Visualize the drizzle-combined image.

# Create an Imviz instance and set up default viewer
imviz_i2d = Imviz()
viewer_i2d = imviz_i2d.default_viewer

# Read in the science array for our visualization dataset:
i2d_science = i2d_f.data

# Load the dataset into Imviz
imviz_i2d.load_data(i2d_science)

# Visualize the dataset:
imviz_i2d.show()
plotopt = imviz_i2d.plugins['Plot Options']
plotopt.stretch_function = 'sqrt'
plotopt.image_colormap = 'Viridis'
plotopt.stretch_preset = '95%'
plotopt.zoom_radius = 1024

The viewer looks like this:

viewer_i2d.save('./i2d_science.png')
Image('./i2d_science.png')

Visualize Detected Sources#

Using the source catalog created by the IMAGE3 stage of the pipeline, mark the detected sources, using different markers for point sources and extended sources. The source catalog is saved in image3/image3_association_cat.ecsv file. We will need to read in the i2d file again to make sure the world coordinate system (WCS) info is read in.

Read in catalog file and identify point/extended sources#

catalog_file = glob.glob(os.path.join(image3_dir, "*_cat.ecsv"))[0]
catalog = Table.read(catalog_file)

# To identify point/extended sources, use the 'is_extended' column in the source catalog
pt_src, = np.where(~catalog['is_extended'])
ext_src, = np.where(catalog['is_extended'])

# Define coordinates of point and extended sources
pt_coord = Table({'coord': [SkyCoord(ra=catalog['sky_centroid'][pt_src].ra,
                                     dec=catalog['sky_centroid'][pt_src].dec)]})
ext_coord = Table({'coord': [SkyCoord(ra=catalog['sky_centroid'][ext_src].ra,
                                      dec=catalog['sky_centroid'][ext_src].dec)]})

Mark the extended and point sources on the image#

Display combined image:

# Read in i2d file to Imviz
imviz_cat = Imviz()
viewer_cat = imviz_cat.default_viewer
imviz_cat.load_data(i2d)
imviz_cat.show()
# Adjust settings for viewer
plotopt = imviz_cat.plugins['Plot Options']
plotopt.stretch_function = 'sqrt'
plotopt.image_colormap = 'Viridis'
plotopt.stretch_preset = '95%'
plotopt.zoom_radius = 1024

Point sources will be marked by small pink circles and extended sources will be marked by larger white circles.

# Add marker for point sources:
viewer_cat.marker = {'color': 'pink', 'markersize': 50, 'fill': False}

viewer_cat.add_markers(pt_coord, use_skycoord=True, marker_name='point_sources')

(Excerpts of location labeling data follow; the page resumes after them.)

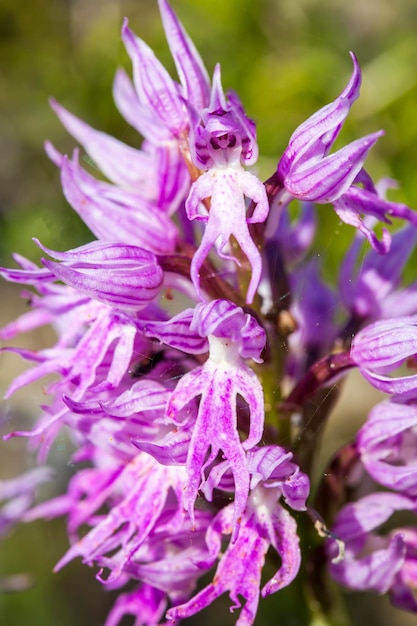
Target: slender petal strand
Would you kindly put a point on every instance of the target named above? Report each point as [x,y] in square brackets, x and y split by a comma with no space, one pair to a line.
[155,87]
[199,354]
[193,75]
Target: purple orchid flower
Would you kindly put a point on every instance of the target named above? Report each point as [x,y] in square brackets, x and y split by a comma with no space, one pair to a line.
[193,384]
[371,562]
[380,348]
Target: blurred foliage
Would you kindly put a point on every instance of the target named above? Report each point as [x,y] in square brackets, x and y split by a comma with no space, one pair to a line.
[285,58]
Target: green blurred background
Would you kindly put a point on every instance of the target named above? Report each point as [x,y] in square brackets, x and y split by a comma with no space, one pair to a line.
[286,59]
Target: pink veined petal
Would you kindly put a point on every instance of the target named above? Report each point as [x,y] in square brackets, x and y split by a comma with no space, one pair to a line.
[190,67]
[153,84]
[139,116]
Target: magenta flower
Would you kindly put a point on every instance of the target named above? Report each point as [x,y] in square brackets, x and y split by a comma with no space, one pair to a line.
[198,354]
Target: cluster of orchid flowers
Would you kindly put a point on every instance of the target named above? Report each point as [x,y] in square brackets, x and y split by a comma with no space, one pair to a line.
[195,333]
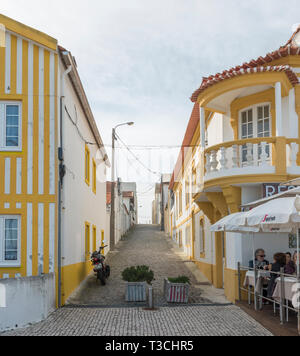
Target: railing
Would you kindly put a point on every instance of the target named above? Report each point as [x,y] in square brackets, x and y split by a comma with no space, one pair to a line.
[282,302]
[250,156]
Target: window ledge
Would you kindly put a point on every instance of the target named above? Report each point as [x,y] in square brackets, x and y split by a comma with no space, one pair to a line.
[10,265]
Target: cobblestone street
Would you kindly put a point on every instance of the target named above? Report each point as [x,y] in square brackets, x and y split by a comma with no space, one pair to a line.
[98,310]
[146,245]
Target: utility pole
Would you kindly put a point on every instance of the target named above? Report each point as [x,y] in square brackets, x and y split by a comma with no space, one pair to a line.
[162,205]
[112,203]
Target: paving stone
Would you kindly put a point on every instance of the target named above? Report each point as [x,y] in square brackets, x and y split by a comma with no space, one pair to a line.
[102,311]
[167,321]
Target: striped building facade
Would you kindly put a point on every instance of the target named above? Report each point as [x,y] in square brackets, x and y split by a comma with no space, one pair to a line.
[28,159]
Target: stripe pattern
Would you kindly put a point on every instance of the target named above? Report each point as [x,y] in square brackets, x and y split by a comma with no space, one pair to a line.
[28,75]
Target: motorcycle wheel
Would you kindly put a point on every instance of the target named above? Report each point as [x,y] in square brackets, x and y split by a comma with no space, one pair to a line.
[101,278]
[107,271]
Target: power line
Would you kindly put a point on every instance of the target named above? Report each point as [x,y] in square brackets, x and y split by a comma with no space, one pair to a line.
[136,158]
[157,147]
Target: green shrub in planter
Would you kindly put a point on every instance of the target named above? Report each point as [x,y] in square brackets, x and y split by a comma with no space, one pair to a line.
[180,280]
[138,274]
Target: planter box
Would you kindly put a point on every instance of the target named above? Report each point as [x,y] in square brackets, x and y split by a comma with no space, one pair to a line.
[176,292]
[136,292]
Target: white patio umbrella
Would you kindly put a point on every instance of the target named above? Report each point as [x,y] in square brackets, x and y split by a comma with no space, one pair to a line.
[279,215]
[237,223]
[233,223]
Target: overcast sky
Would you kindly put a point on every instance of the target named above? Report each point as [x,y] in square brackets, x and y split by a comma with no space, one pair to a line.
[141,60]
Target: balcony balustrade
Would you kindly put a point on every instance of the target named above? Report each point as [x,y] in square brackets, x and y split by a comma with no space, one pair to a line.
[266,155]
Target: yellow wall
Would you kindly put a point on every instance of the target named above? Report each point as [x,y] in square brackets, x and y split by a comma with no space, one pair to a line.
[23,96]
[72,276]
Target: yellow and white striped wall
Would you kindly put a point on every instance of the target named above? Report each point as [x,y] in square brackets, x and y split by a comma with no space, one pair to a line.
[28,187]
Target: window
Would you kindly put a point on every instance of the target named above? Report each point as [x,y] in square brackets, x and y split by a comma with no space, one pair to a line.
[87,165]
[10,126]
[188,236]
[202,238]
[187,192]
[94,176]
[180,201]
[180,239]
[87,241]
[102,238]
[10,240]
[255,122]
[194,181]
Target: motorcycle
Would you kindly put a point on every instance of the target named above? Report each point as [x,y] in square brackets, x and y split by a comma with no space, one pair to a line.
[101,269]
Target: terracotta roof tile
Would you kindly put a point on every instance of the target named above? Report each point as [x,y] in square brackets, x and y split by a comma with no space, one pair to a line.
[288,49]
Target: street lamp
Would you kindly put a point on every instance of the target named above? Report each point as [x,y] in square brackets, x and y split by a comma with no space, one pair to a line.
[112,208]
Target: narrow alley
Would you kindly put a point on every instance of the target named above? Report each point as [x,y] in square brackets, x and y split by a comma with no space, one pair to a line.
[102,310]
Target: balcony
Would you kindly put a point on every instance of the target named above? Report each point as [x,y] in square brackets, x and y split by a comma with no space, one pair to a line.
[254,156]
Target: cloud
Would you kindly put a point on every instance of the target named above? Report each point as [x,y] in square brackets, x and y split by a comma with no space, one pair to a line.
[141,60]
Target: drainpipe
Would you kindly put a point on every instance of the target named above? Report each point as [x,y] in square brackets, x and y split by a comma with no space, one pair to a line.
[62,171]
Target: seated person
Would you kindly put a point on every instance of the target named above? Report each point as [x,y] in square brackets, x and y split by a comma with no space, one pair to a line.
[290,267]
[279,262]
[296,260]
[260,261]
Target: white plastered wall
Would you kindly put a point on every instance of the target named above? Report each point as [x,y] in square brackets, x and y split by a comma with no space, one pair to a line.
[80,204]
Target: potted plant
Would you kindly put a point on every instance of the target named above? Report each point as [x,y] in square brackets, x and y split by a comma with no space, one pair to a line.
[137,279]
[177,289]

# Add marker for extended sources:
viewer_cat.marker = {'color': 'white', 'markersize': 100, 'fill': False}

viewer_cat.add_markers(ext_coord, use_skycoord=True, marker_name='extended_sources')

Viewer looks like this:

viewer_cat.save('./i2d_markers.png')
Image('./i2d_markers.png')

From zoooming in on different portions of the image, we can see that some saturated point sources are erroneously labeled as point sources, some extended and saturated objects are not detected, parts of diffraction spikes are sometimes detected as “extended sources”, and in some cases, the detected source centroid is offset from the center of a source. It is recommended for users to optimize source detection for their science goals using either their own tools or by updating parameters to the source_catalog step of the pipeline.